The present invention relates to data storage, and more particularly, to improving the error rate performance of headerized sub data sets protected by unequal error protection.
Data sets written on tape include subunits referred to as sub data sets. In 16-channel linear tape open generation 6 (LTO 6), there are thirty-two sub data sets within each three megabyte (MB) data set, whereas in a 32-channel enterprise drive there are sixty-four sub data sets within each six MB data set. All rows of a sub data set, which are also known as codeword interleaves (CWIs) which include four byte-interleaved C1 codewords (row codewords) in LTO 6, are written along different tape tracks as far apart from each other as possible.
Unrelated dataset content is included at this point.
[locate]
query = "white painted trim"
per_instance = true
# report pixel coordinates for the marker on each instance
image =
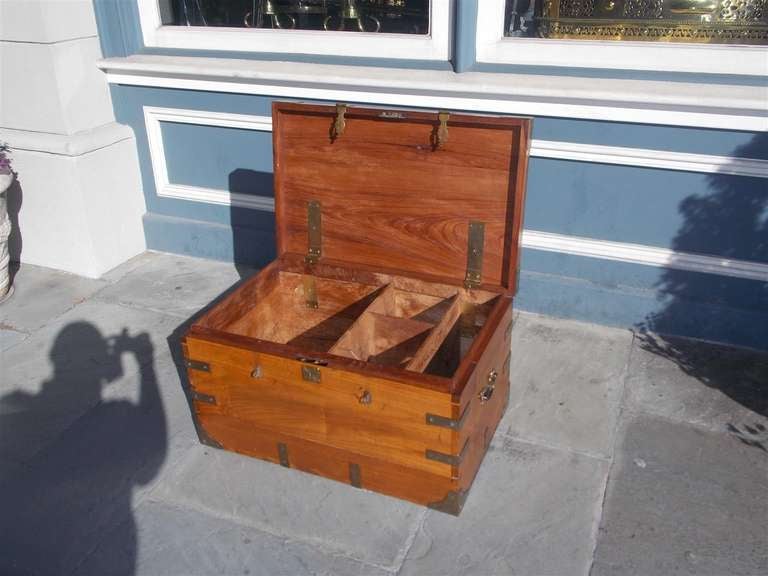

This minimizes the number of erased bytes in a C2 codeword (column codeword) that occur as a result of a spatial burst error on the tape. In other words, rows of a sub data set are distributed within a written data set in an approximately equidistant manner providing deep spatial interleaving among rows of a sub data set. Furthermore, if all bytes written in a circle having a diameter of about 1 mm cannot be read, at most one erased byte would be caused within a C2 codeword.
A 12-byte header is usually appended to each row of a sub data set giving rise to a headerized sub data set structure. In enterprise drives, headerized sub data sets provide header error protection by embedding header fragments into row codewords of a sub data set making sub data sets robust to header errors. In this case, data is protected by two-level error correction code (ECC) as in the case of product codes, whereas headers are protected by one-level ECC (typically just C1 coding).
Headerized sub data sets with unequal error protection are decoded only by C1 decoding followed by C2 decoding, i.e., no iteration is performed on the headerized sub data sets. This decoding can lead to higher error rates than are necessary, and sometimes acceptable, due to the single C1 decoding followed by C2 decoding. Accordingly, it would be beneficial to have a decoding scheme which improves the error rate performance (reduces the error rate) of decoded headerized sub data sets with unequal error protection.